The justices will consider two issues: whether the service’s designation violated the ESA and whether its decision not to exclude Unit 1 was reviewable. As to the first question, Weyerhaeuser argues that Unit 1 is simply not “habitat” for the dusky gopher frog and thus cannot be “critical habitat.” According to Weyerhaeuser, “habitat” must be currently habitable, and Unit 1 fails this test because dusky gopher frogs do not live there now and “would not survive” if they were transplanted to the property in its present state. Weyerhaeuser and the other landowners say they will not allow the service to translocate frogs to Unit 1 or to undertake any restoration activities there – meaning that Unit 1 will not become habitable for dusky gopher frogs any time soon. Weyerhaeuser urges the Supreme Court to adopt a narrow interpretation of the statute to avoid a constitutional question about whether the commerce clause grants Congress the power to regulate an intrastate, “non-commercial frog.”
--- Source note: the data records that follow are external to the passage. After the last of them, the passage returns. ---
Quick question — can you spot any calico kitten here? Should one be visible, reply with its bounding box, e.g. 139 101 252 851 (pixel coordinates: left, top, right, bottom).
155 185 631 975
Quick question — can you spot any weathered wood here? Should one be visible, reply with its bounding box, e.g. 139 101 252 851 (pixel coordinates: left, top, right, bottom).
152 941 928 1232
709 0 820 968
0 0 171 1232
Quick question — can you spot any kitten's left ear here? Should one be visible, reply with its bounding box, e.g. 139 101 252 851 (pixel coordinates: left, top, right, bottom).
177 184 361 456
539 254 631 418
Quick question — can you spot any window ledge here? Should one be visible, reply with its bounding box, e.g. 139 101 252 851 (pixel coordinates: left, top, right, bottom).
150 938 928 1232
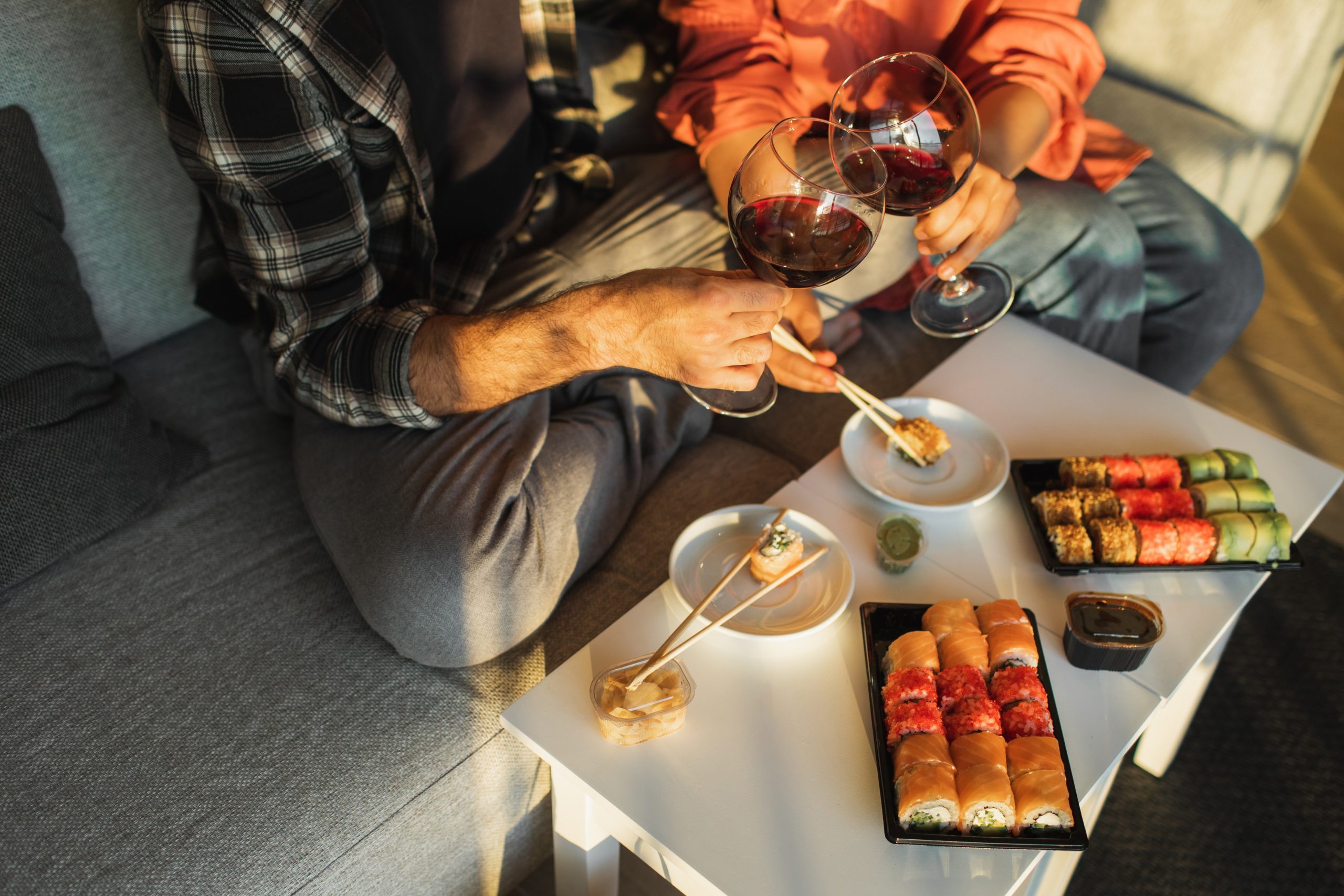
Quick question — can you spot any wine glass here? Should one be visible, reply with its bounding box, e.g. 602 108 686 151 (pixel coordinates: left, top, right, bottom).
831 52 1013 339
686 117 887 416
Stressing the presumption of reviewability of agency decisions, Weyerhaeuser argues that the service’s decision not to exclude Unit 1 from the designation of critical habitat is subject to judicial review. It urges the court to overturn the service’s decision as an abuse of discretion because the costs of up to $34 million outweigh the benefits of conserving the dusky gopher frog.
The service argues that the plain meaning of the critical-habitat provisions supports its designation decision, noting as a backup that it should receive deference to its interpretation under Chevron even if the Supreme Court finds the statute ambiguous. The service argues that its decision on critical habitat “subsumed” a determination that Unit 1 is “habitat” and notes that Weyerhaeuser did not challenge its factual findings in the lower courts. The service states that “habitat remains ‘habitat’ even if it would require human intervention (such as restoration) to become optimal for a species’ long-term conservation.” Were it otherwise, the service asserts, “the Act’s contemplation that habitat may need restoration for recovery of the species would have little meaning.” Throughout its brief, the service defends its legal judgments by reference to its detailed findings in the administrative record. The service argues that the constitutional avoidance canon is inapplicable because the constitutional concerns Weyerhaeuser raises would not be avoided by its preferred interpretation.